Gomes Daniel Henrique Ferreira, Medeiros Inácio Gomes, Petta Tirzah Braz, Stransky Beatriz, de Souza Jorge Estefano Santana
Bioinformatics Postgraduate Program, Metrópole Digital Institute, Federal University of Rio Grande Do Norte, Natal, Rio Grande Do Norte, 59078-400, Brazil.
Bioinformatics Multidisciplinary Environment (BioME), Metrópole Digital Institute, Federal University of Rio Grande Do Norte, Natal, Rio Grande Do Norte, 59078-400, Brazil.
BMC Bioinformatics. 2025 Apr 9;26(1):101. doi: 10.1186/s12859-025-06113-4.
A significant challenge in precision medicine is confidently identifying mutations detected in sequencing processes that play roles in disease treatment or diagnosis. Furthermore, the lack of representativeness of single nucleotide variants in public databases and low sequencing rates in underrepresented populations pose defies, with many pathogenic mutations still awaiting discovery. Mutational pathogenicity predictors have gained relevance as supportive tools in medical decision-making.

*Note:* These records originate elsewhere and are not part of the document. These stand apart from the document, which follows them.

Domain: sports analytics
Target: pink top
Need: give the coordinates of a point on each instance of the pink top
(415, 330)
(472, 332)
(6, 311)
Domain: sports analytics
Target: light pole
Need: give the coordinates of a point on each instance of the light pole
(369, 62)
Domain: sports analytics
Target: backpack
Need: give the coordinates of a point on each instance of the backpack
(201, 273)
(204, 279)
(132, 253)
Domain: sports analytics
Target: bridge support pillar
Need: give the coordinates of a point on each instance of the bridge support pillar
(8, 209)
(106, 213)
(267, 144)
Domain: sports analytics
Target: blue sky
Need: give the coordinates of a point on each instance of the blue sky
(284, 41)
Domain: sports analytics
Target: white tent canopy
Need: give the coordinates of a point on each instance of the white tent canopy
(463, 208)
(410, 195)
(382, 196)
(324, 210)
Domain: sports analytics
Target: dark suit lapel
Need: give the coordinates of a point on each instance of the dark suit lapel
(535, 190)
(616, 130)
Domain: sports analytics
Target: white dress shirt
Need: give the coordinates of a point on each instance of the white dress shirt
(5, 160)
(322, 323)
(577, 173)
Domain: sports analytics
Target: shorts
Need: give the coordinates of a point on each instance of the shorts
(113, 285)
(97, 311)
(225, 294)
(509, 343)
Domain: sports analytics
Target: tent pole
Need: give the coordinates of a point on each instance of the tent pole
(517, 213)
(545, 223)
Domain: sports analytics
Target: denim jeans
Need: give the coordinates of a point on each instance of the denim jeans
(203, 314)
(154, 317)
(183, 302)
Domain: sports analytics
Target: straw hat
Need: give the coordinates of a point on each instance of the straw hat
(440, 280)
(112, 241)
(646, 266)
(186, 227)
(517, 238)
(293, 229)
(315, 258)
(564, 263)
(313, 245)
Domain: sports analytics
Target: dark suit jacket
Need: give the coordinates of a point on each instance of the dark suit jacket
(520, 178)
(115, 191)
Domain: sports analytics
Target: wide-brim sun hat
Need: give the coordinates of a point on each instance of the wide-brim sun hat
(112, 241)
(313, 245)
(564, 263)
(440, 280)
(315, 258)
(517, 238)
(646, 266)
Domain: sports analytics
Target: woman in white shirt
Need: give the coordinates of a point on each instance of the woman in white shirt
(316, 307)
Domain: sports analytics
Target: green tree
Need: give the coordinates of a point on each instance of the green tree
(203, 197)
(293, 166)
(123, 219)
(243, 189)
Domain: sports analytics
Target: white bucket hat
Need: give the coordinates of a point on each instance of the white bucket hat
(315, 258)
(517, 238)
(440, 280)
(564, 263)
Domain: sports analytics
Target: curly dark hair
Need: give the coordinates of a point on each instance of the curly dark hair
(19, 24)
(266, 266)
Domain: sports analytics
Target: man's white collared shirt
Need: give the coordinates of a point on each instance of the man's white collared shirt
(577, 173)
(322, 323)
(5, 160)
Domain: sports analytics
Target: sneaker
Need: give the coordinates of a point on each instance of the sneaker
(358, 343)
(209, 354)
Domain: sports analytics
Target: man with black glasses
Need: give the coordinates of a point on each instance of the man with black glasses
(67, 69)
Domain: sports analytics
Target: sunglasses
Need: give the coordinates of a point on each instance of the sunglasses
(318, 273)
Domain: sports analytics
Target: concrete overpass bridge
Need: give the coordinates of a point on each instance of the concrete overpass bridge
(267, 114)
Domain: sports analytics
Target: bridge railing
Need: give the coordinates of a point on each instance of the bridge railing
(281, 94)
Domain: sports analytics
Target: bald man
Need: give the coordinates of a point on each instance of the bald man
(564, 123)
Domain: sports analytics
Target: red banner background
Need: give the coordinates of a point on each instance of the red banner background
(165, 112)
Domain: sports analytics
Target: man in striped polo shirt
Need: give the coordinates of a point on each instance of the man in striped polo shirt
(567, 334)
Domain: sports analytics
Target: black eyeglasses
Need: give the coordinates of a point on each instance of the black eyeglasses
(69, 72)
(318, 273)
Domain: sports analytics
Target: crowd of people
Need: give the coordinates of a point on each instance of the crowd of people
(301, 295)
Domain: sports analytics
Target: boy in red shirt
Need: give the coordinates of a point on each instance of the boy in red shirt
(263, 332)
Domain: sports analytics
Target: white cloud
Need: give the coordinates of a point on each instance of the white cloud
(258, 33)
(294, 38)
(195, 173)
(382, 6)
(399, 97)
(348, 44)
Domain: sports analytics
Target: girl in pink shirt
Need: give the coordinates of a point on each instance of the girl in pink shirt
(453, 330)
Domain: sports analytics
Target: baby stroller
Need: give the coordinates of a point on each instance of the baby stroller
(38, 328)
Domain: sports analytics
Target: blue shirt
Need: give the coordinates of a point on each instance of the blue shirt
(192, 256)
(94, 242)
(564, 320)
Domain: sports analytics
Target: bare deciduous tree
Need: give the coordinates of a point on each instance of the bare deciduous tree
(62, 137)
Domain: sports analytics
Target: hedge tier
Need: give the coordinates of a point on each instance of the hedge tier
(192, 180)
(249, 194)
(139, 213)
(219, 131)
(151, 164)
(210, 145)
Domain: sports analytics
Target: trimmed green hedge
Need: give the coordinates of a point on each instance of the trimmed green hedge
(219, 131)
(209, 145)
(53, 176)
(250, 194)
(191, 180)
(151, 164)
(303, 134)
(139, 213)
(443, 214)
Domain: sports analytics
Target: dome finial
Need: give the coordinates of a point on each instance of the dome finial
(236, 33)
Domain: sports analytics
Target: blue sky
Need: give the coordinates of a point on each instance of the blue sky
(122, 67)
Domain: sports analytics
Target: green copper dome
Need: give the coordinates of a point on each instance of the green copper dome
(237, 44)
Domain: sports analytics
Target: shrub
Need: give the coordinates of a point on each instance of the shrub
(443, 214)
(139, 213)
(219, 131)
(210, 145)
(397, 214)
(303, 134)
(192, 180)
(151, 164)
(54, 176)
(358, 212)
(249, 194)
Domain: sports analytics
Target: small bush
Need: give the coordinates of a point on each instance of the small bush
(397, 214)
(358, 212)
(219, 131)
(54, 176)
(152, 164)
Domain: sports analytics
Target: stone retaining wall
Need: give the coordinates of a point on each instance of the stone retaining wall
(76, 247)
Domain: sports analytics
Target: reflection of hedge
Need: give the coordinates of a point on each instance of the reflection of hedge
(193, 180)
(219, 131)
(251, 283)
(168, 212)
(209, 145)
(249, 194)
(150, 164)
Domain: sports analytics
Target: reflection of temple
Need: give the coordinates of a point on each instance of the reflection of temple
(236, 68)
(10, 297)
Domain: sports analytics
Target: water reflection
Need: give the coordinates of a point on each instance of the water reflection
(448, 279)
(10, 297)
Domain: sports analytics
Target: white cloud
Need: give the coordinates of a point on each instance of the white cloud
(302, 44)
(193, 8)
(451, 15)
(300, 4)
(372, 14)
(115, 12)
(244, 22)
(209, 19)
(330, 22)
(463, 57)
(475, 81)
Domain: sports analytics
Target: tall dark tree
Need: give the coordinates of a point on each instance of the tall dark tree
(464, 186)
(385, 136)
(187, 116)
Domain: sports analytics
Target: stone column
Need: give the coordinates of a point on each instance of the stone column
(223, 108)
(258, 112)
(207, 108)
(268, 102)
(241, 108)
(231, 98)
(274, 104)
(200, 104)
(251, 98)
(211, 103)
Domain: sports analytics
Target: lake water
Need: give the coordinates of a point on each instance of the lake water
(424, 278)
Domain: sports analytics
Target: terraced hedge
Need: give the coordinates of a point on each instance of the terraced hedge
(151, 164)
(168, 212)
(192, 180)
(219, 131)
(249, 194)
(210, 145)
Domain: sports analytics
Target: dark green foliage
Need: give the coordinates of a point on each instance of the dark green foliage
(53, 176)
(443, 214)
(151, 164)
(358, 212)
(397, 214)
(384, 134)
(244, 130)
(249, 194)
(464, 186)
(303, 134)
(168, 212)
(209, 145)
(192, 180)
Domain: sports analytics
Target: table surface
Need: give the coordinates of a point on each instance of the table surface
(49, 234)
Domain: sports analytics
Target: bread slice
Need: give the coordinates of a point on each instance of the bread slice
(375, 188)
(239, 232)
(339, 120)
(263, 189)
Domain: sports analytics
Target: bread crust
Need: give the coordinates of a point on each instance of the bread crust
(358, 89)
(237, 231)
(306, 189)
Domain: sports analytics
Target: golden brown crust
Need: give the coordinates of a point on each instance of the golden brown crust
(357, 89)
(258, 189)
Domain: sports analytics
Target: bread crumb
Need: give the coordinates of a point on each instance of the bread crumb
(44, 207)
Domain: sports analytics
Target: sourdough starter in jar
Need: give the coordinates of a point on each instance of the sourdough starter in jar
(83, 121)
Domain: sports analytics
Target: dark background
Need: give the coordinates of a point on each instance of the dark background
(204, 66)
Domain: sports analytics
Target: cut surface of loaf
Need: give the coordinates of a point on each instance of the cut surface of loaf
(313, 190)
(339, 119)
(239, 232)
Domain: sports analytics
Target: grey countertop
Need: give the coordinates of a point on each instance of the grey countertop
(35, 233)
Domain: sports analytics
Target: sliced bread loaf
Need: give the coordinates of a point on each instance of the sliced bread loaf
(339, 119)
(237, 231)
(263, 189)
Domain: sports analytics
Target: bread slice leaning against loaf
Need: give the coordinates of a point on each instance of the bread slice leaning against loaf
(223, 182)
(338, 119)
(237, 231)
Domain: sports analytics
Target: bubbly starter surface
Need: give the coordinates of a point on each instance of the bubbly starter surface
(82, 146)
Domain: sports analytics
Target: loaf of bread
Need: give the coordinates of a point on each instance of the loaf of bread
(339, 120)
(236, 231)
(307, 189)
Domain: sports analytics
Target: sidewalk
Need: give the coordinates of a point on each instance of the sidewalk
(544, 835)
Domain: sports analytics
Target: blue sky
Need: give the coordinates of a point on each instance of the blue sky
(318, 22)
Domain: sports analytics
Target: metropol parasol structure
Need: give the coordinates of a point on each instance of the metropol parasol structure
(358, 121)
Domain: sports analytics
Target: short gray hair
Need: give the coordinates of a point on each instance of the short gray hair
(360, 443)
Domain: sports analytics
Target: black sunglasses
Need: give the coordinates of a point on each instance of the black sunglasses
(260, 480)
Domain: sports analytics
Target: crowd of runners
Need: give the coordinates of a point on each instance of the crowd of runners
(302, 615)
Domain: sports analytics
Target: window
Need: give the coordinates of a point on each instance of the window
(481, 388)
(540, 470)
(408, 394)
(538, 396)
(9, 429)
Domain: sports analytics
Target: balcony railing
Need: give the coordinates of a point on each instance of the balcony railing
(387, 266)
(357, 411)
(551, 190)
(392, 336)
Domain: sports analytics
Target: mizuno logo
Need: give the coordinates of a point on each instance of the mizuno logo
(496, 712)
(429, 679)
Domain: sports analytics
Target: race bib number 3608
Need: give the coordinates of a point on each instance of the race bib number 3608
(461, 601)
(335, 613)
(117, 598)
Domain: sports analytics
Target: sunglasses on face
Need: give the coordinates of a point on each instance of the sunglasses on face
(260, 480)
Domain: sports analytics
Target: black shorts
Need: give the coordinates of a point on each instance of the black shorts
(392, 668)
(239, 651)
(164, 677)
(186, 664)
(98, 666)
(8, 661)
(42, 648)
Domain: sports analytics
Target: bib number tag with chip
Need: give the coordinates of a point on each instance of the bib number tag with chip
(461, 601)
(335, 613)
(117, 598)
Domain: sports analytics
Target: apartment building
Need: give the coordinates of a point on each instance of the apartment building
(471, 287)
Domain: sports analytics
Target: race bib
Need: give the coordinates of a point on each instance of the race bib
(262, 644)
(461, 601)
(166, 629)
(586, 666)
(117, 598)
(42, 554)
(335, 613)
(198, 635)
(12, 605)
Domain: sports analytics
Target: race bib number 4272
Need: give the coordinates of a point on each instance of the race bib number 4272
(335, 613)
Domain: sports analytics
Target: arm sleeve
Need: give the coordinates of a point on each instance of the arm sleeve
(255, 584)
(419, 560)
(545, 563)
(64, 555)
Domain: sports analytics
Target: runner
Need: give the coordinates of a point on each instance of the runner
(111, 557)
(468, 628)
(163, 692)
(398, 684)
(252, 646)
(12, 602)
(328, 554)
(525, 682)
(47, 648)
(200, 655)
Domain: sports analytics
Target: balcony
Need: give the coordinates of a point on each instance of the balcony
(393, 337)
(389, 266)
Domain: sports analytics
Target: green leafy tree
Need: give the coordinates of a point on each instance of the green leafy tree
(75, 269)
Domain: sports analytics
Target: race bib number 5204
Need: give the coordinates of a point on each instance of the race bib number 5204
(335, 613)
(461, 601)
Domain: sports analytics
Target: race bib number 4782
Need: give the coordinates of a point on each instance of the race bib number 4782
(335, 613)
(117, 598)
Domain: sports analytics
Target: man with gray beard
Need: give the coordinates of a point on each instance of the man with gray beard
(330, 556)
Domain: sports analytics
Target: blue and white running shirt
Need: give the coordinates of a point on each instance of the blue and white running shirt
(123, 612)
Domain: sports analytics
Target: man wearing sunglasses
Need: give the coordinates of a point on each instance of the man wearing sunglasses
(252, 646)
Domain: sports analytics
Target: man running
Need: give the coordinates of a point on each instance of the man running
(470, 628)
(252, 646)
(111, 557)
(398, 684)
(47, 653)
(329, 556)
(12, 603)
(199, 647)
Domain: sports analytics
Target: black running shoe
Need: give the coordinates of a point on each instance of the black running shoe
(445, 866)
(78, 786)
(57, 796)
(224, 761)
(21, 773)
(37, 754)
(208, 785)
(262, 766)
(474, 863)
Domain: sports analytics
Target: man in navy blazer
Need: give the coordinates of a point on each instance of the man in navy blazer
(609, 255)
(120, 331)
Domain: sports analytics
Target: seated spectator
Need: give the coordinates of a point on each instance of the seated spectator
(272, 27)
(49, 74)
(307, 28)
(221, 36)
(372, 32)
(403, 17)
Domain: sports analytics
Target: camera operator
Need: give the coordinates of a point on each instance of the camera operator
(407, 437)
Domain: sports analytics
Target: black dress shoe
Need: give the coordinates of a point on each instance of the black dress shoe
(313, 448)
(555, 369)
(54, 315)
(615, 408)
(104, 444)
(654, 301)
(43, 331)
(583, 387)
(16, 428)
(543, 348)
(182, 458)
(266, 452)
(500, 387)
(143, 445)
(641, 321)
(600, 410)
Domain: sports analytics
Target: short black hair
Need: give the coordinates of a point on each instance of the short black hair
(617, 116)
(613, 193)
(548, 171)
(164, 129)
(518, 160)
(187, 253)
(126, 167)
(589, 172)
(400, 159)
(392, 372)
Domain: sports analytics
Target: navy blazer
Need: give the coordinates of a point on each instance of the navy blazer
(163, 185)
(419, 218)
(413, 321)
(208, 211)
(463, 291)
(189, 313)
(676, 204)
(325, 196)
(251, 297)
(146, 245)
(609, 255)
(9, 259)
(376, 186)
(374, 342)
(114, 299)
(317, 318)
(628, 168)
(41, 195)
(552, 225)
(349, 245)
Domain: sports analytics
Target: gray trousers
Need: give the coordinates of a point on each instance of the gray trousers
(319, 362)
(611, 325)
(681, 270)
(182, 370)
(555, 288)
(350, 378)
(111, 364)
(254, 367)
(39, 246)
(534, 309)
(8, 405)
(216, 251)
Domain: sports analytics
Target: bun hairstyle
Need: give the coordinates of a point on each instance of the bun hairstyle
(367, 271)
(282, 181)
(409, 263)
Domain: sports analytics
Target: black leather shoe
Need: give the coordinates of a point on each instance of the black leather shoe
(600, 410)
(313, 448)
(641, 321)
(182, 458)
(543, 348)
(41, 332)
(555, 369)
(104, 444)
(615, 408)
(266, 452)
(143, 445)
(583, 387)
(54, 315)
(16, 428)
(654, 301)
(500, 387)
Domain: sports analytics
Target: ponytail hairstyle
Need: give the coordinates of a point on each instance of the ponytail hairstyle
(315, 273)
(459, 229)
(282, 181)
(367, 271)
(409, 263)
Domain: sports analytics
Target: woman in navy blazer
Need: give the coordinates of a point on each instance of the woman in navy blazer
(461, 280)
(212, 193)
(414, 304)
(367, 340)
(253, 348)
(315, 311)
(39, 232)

However, significant disagreement among different tools regarding pathogenicity identification is rooted, necessitating manual verification to confirm mutation effects accurately.
This article presents a cross-platform mobile application, DTreePred, an online visualization tool for assessing the pathogenicity of nucleotide variants. DTreePred utilizes a machine learning-based pathogenicity model, including a decision tree algorithm and 15 machine learning classifiers alongside classical predictors. Connecting public databases with diverse prediction algorithms streamlines variant analysis, whereas the decision tree algorithm enhances the accuracy and reliability of variant pathogenicity data. This integration of information from various sources and prediction techniques aims to serve as a functional guide for decision-making in clinical practice. In addition, we tested DTreePred in a case study involving a cohort from Rio Grande do Norte, Brazil. By categorizing nucleotide variants from the list of oncogenes and suppressor genes classified in ClinVar as inexact data, DTreePred successfully revealed the pathogenicity of more than 95% of the nucleotide variants. Furthermore, an integrity test with 200 known mutations yielded an accuracy of 97%, surpassing rates expected from previous models.
DTreePred offers a robust solution for reducing uncertainty in clinical decision-making regarding pathogenic variants. Improving the accuracy of pathogenicity assessments has the potential to significantly increase the precision of medical diagnoses and treatments, particularly for underrepresented populations.
精准医学面临的一项重大挑战是,要确定在测序过程中检测到的、对疾病治疗或诊断有作用的突变。此外,公共数据库中单核苷酸变异缺乏代表性,以及代表性不足人群的测序率较低,这带来了挑战,许多致病突变仍有待发现。突变致病性预测工具已成为医学决策中的辅助工具。然而,不同工具在致病性鉴定方面存在重大分歧,这就需要人工验证以准确确认突变效应。
本文介绍了一款跨平台移动应用程序DTreePred,这是一种用于评估核苷酸变异致病性的在线可视化工具。DTreePred利用基于机器学习的致病性模型,包括决策树算法和15个机器学习分类器以及经典预测器。将公共数据库与多种预测算法相连接,简化了变异分析,而决策树算法提高了变异致病性数据的准确性和可靠性。这种来自各种来源和预测技术的信息整合旨在为临床实践中的决策提供实用指南。此外,我们在一项涉及巴西北里奥格兰德一群人的案例研究中测试了DTreePred。通过将ClinVar中分类的癌基因和抑癌基因列表中的核苷酸变异归类为不精确数据,DTreePred成功揭示了超过95%的核苷酸变异的致病性。此外,对200个已知突变进行的完整性测试得出的准确率为97%,超过了先前模型预期的准确率。
DTreePred为减少临床决策中关于致病变异的不确定性提供了一个强大的解决方案。提高致病性评估的准确性有可能显著提高医学诊断和治疗的精准度,特别是对于代表性不足的人群。